Studio album by Bing Crosby
- Released: 1961
- Recorded: June 22–23, 1960
- Genre: Vocal
- Label: MGM Records
- Producer: Simon Rady

Bing Crosby chronology
| 101 Gang Songs (1961) | El Señor Bing (1961) | My Golden Favorites (1961) |

= El Señor Bing =

El Señor Bing is a long-playing vinyl album recorded in June 1960 by Bing Crosby for his own company, Project Records. It was released by MGM Records (E-3890P) in October, 1961. The album consists of ten tracks each consisting of two songs set to a Latin American rhythm. Billy May & his Orchestra provided the musical accompaniment. The album was later issued under the title "Bing Goes Latin" MGM Records – 2354 028.

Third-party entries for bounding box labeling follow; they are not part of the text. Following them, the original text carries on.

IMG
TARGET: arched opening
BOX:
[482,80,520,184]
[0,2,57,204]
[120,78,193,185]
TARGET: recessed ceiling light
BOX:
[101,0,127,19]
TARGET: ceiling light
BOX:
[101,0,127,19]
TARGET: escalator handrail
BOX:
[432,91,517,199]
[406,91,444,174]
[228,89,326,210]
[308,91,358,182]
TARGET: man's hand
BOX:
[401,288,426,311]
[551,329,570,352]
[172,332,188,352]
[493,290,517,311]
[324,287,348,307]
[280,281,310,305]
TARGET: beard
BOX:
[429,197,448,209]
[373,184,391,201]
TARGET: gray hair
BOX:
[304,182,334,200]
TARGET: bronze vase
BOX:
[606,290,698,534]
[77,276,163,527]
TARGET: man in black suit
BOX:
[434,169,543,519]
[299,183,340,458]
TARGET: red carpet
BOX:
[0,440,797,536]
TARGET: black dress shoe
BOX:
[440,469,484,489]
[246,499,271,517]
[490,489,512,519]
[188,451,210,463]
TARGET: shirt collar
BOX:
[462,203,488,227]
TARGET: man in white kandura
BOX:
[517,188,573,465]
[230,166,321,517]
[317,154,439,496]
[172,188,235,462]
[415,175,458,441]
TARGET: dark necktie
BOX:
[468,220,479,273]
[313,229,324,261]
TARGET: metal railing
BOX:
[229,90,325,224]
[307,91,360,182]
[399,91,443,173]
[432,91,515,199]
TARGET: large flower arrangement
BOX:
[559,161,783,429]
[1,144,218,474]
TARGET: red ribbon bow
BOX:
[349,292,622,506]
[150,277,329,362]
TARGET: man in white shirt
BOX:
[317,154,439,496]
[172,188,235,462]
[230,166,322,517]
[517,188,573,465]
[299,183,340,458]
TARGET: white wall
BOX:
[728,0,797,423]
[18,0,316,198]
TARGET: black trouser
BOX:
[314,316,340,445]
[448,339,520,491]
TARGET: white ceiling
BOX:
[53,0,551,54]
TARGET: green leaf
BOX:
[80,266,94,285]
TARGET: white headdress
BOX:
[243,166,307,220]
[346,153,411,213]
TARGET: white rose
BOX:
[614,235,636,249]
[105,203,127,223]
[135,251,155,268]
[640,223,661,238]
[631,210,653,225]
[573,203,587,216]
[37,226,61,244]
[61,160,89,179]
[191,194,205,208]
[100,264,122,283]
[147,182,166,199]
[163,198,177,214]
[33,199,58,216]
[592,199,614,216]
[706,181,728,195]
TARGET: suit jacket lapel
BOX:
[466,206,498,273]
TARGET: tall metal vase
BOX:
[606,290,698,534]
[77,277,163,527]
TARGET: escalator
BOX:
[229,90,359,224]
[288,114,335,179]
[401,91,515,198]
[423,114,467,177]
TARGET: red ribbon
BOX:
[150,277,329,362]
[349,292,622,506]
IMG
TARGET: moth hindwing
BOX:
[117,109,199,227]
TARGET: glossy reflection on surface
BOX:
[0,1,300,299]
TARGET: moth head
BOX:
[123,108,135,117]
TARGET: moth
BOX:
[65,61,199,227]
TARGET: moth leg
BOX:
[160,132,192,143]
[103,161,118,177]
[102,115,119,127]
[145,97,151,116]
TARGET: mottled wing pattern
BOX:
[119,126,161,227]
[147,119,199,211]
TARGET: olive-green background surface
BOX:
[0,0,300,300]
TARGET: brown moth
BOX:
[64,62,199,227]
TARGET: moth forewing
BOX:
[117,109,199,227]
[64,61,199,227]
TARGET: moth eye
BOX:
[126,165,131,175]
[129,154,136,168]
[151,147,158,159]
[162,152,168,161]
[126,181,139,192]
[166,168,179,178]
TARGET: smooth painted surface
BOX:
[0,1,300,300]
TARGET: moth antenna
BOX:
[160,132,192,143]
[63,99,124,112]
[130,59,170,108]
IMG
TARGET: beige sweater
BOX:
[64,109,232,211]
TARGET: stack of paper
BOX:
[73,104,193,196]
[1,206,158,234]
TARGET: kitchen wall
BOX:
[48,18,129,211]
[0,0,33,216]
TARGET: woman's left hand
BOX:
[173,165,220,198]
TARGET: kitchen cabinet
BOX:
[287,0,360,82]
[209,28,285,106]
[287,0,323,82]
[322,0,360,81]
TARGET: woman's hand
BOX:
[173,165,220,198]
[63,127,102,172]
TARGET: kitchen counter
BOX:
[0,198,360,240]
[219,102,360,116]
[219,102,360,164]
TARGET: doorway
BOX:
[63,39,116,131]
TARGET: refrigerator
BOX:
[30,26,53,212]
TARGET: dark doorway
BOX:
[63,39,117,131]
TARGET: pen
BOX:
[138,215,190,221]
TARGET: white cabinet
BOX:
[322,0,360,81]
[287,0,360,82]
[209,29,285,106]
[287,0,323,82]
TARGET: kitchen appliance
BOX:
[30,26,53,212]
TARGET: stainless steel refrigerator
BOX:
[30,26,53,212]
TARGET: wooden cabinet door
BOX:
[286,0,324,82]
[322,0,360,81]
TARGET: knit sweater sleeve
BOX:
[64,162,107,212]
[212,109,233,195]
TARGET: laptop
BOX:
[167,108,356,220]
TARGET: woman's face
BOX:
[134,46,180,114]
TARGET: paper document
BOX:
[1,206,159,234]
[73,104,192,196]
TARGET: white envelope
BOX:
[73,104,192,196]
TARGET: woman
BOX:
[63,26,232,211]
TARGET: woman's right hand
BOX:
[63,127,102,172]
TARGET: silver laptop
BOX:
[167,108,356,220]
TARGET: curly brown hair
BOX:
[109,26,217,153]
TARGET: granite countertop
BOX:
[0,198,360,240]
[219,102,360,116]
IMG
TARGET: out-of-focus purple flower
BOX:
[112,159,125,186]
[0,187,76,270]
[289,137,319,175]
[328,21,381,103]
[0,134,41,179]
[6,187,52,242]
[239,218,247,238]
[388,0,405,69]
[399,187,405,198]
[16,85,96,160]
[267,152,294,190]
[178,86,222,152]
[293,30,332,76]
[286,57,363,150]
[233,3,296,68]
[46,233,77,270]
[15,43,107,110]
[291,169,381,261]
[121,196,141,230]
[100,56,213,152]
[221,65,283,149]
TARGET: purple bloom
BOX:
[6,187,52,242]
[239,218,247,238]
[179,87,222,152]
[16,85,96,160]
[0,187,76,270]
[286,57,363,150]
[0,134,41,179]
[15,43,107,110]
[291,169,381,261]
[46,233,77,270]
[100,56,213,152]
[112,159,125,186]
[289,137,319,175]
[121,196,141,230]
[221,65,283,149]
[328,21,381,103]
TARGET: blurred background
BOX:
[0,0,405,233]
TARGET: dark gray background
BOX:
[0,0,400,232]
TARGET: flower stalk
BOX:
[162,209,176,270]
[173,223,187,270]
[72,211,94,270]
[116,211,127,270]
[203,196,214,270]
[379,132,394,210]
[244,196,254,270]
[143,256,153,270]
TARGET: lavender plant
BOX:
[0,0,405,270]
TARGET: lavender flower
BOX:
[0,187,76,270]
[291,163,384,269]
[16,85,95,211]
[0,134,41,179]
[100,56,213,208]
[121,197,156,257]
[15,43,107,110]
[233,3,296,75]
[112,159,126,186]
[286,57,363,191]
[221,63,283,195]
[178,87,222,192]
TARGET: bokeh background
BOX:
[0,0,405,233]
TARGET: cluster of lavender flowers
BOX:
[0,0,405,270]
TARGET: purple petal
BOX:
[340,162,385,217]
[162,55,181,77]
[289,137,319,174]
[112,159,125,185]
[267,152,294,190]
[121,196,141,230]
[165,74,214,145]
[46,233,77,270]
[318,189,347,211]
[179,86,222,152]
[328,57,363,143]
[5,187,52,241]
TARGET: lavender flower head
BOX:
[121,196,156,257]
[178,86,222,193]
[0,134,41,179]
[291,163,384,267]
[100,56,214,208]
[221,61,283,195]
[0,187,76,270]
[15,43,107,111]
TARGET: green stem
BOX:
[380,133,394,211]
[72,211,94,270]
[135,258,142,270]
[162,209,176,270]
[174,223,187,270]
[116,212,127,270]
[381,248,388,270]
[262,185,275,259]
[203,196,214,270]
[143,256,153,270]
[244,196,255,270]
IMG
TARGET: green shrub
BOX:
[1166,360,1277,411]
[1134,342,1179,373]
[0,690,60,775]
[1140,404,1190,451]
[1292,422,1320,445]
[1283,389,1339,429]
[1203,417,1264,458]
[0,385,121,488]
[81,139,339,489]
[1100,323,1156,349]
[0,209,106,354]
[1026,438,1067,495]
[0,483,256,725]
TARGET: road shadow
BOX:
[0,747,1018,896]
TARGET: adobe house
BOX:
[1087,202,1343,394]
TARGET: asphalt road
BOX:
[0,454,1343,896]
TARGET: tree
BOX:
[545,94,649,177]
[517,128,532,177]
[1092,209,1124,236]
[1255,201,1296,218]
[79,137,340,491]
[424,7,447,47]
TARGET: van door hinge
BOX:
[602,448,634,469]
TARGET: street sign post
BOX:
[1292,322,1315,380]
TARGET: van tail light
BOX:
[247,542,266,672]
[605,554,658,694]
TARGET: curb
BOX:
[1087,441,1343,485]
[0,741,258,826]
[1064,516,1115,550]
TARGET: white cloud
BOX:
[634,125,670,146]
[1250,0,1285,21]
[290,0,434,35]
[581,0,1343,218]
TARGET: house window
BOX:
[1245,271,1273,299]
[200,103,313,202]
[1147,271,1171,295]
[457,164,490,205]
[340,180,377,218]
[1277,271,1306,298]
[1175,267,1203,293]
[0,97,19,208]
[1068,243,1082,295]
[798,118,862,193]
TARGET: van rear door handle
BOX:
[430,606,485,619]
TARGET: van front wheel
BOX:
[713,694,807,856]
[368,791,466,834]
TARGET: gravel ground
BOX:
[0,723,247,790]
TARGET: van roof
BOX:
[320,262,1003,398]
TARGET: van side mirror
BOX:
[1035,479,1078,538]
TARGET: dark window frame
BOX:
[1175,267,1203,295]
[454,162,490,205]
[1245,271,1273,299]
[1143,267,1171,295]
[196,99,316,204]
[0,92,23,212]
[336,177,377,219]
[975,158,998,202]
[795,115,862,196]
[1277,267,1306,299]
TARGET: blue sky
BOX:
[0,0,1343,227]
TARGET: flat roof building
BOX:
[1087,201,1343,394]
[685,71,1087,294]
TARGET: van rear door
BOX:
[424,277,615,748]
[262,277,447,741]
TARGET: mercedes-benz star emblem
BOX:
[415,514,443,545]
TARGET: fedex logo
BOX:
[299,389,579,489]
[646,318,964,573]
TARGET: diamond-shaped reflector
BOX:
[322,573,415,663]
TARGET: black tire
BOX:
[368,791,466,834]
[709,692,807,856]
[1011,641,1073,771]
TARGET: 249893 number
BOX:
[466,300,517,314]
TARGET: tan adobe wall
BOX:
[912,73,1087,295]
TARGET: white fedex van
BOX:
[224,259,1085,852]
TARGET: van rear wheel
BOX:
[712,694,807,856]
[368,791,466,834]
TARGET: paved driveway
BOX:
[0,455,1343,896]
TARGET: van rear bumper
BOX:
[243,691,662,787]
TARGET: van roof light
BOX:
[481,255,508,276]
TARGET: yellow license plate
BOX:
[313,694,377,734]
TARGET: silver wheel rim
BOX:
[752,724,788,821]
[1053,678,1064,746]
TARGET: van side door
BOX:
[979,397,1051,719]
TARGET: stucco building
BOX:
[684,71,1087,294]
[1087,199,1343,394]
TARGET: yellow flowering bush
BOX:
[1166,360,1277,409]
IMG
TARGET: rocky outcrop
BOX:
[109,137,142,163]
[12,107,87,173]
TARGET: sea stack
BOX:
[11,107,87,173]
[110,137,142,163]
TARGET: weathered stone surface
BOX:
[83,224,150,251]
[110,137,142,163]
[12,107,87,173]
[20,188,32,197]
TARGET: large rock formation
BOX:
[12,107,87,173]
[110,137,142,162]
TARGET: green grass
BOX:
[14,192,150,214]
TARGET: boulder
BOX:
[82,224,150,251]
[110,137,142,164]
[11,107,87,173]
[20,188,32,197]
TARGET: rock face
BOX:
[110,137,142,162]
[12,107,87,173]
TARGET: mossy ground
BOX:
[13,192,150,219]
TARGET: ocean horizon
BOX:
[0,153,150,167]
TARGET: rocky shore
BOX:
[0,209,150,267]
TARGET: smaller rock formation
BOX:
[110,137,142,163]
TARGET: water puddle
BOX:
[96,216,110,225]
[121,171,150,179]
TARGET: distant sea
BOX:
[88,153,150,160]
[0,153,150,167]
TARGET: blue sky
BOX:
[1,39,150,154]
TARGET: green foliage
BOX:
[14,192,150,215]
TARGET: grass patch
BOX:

The entire album was re-released in 2010 in CD form by Collectors' Choice Music (CCM2108), with additional tracks. All the original tracks from the album were included in both stereo and mono mixes.

==Reception==
Billboard (magazine) reviewed the album saying “Crosby is in good voice on this package of swingy standards, arranged and cut by Billy May and recorded by Crosby’s Project Records, Inc., for release on the MGM label. The album features Latin treatments of 20 great oldies — each fine deejay programming — including “In the Still of the Night,” “Marta,” “Again,” “Ramona” and “Cuban Love Song”."

Frank Murphy, writing in the fan club magazine, Crosby Post, said: "And finally we come to EL SENOR BING, that long awaited LP from MGM which has at last made its appearance. This is one of Bing’s very rare solo LPs these days. Bing likes to hide himself away in choruses and with other artistes just now, and whoever persuaded him to make this solo album is deserving of deepest gratitude and thanks. Here is Bing we love to hear, all by himself, and with a batch of great standards."

==Track listing==

Side one
| No. | Title | Writer(s) | Length |
|---|---|---|---|
| 1. | "In the Still of the Night" "I Could Have Danced All Night" | Cole Porter Frederick Loewe, Alan Jay Lerner | 3:04 |
| 2. | "C'est Magnifique" "Taking a Chance on Love" | Cole Porter Vernon Duke, John La Touche, Ted Fetter | 2:00 |
| 3. | "Heavenly Night" "My Shawl" | Sebastián Iradier, Neil Wilson Xavier Cugat, Stanley Adams | 2:53 |
| 4. | "Marta, Rambling Rose of the Wildwood" "The Rose in Her Hair" | Moises Simons, L. Wolfe Gilbert Harry Warren, Al Dubin | 2:43 |
| 5. | "How High the Moon" "Old Devil Moon" | Nancy Hamilton, Morgan Lewis Burton Lane, E.Y. Harburg | 2:38 |

Side two
| No. | Title | Writer(s) | Length |
|---|---|---|---|
| 1. | "Pagan Love Song" "Cuban Love Song" | Arthur Freed, Nacio Herb Brown Dorothy Fields, Jimmy McHugh, Herbert Stothart | 2:30 |
| 2. | "Ramona" "Amapola" | L. Wolfe Gilbert, Mabel Wayne José María Lacalle García, Albert Gamse | 2:42 |
| 3. | "Malaguena (At the Crossroads)" "Andalucia (The Breeze and I)" | Ernesto Lecuona Ernesto Lecuona. Emilio de Torre, Al Stillman | 2:34 |
| 4. | "Down Argentina Way (Mack Gordon, Harry Warren)" "What a Diff'rence a Day Made" | Mack Gordon, Harry Warren María Grever, Stanley Adams | 2:50 |
| 5. | "Again" "Allez-Vous-En" | Lionel Newman, Dorcas Cochran Cole Porter | 2:28 |

==Personnel as listed on Collectors' Choice Music CD==
Joe Howard, Dick Nash, Lloyd Ulyate (trombones); Johnny Best, Conrad Green, Uan Rasey (trumpets); Willie Schwartz, Ted Nash (alto saxophone); Justin Gordon, Julius Jacobs (tenor saxophone); Justin Gordon (soprano saxophone); Julius Jacobs (oboe, English horn); Ralph Penna (bass); Alvin Stoller (drums); Al Hendrickson (guitar); Buddy Cole (piano); Jud Conlon Rhythmaires (Loulie Jean Norman, Mac McLean and Charlie Parlato) (chorus).